Suleika
Schubert
Was bedeutet die Bewegung?, D720
Felix Mendelssohn
Die Liebende schreibt, Op.86/3
Fanny Mendelssohn
Ach, um deine feuchten Schwingen
Gretchen
Wagner
Gretchen am Spinnrade
Beethoven
Wonne der Wehmut, Op.83/1
Sommer
Ach neige, du Schmerzenreiche
Medtner
Vor Gericht, Op.15/6
Stella
Sommer
Wandrers Nachtlied II
Eisler
Goethe-Fragment
Bruch
Morgenlied, Op.97/4
Krenek
Monolog der Stella, Op.57a
Mignon and Philine
Diepenbrock
Kennst du das Land
Tchaikovsky
None but the lonely heart
Wolf
Singet nicht in Trauertönen; Heiß mich nicht reden
Schumann
So laßt mich scheinen, Op.98a/9
Klärchen
Braunfels
Die Trommel gerühret, Op.29/2
Liszt
Freudvoll und leidvoll, S280
Medtner
Wandrers Nachtlied II
Helena
Reutter
Es ist gut, Op.73/2
Trojahn
Bewundert viel und viel gescholten
Braunfels
Rastlose Liebe, Op.4/5
Marlis Petersen (soprano) & Jendrik Springer (piano)
Reviewed by: Lewis M. Smoley
Reviewed: 26 October, 2012
Venue: Weill Recital Hall at Carnegie Hall, New York City
Making the transition from the opera house to the recital platform can be difficult for even the most accomplished singer.
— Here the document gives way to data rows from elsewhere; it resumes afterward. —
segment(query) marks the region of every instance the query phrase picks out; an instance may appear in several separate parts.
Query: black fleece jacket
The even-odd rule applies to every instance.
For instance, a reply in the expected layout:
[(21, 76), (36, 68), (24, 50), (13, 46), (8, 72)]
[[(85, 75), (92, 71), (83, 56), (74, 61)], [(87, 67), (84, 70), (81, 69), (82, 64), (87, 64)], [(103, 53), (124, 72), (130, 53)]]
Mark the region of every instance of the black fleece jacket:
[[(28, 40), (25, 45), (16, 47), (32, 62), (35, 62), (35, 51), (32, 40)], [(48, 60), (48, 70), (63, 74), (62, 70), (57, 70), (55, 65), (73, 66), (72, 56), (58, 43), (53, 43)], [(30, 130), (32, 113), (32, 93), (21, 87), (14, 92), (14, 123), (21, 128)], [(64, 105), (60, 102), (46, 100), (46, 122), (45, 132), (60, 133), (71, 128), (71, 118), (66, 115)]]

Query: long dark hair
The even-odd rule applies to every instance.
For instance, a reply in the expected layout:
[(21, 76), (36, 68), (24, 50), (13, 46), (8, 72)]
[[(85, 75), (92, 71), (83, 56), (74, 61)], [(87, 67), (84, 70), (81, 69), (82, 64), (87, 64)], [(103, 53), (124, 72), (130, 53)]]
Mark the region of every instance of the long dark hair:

Often this changeover happens at the end of an opera singer’s career, and affording opportunity for greater intimacy and more direct communication with an audience. The young German soprano, Marlis Petersen, clearly has no problem singing in either venue if this performance and her operatic triumphs are any indication. Her sense of presence and dramatic expression suited this recital, and she controlled her vibrant voice to suit the modest confines of Weill Recital Hall.
The 22 advertised Lieder on this ambitious program were grouped into sets corresponding to heroines of poems and dramas by Goethe, exemplifying his notion of Das Ewig-Weibliche (The Eternal-Feminine) and covering virtually the entire modern history of the Song, from Beethoven to modern-day.
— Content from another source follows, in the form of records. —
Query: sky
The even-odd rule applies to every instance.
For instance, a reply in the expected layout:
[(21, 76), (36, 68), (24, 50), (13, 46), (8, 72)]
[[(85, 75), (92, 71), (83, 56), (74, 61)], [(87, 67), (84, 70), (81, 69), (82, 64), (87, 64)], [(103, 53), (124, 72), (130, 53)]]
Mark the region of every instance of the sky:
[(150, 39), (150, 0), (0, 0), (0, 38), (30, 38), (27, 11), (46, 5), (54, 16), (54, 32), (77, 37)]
The range of emotions conveyed was extensive. Suleika’s fervent desire was treated quite differently by the Mendelssohn siblings, and profound suffering was achingly expressed in Tchaikovsky’s None but the Lonely Heart (Mignon) and in Wagner’s setting of Gretchen am Spinnrade. Her resentful scorn as an unwed mother forced to defend herself before a tribunal was dramatically conveyed in Medtner’s Vor Gerich. Also noteworthy was Singt nicht in Trauertönen, Philine’s immodest flirtations in praise of the delights of physical love in Goethe’s Wilhelm Meisters Lehrjahre, as set by a petulant Hugo Wolf. Stella’s longing for the return of her lover in Krenek’s Monolog der Stella was a gripping melodrama.
Petersen conveyed these divergent emotions with operatic flair blended with intimate expressiveness. Her outpourings of heartrending poignancy were particularly effective in Wolf’s Heiß mich nicht reden, and she sang with wry wit in Braunfels’s Die Trommel gerühret, in which Klärchen, the heroine of Egmont, longs to join her lover on the front-line as a fellow soldier. Petersen’s enthusiastic performances made her a persuasive advocate for those settings that may be lesser-known.
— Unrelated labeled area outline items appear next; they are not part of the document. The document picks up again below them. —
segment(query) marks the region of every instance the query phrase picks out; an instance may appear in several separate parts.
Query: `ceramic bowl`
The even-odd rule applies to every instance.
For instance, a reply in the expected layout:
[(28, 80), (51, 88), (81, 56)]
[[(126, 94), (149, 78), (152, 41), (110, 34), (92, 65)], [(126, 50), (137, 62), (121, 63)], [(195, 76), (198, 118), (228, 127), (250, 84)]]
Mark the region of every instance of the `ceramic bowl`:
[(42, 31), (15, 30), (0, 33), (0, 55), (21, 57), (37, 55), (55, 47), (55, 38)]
Petersen was very fortunate to have the appreciable talents of Jendrik Springer, a duo in perfect equipoise, the pianist adding a light, agile touch to Petersen’s sensitive expressivity and enhancing her interpretation. Whether these songs communicate what Goethe had in mind by the Eternal-Feminine or are expressions of love’s joys and sorrows from a feminine perspective is a question worthy of discussion in a different context. What is unquestionable is that the entire recital was thoroughly delightful. For an encore was Liszt’s setting of Goethe’s Wandrers Nachtlied II, Petersen’s third traversal of that famous text.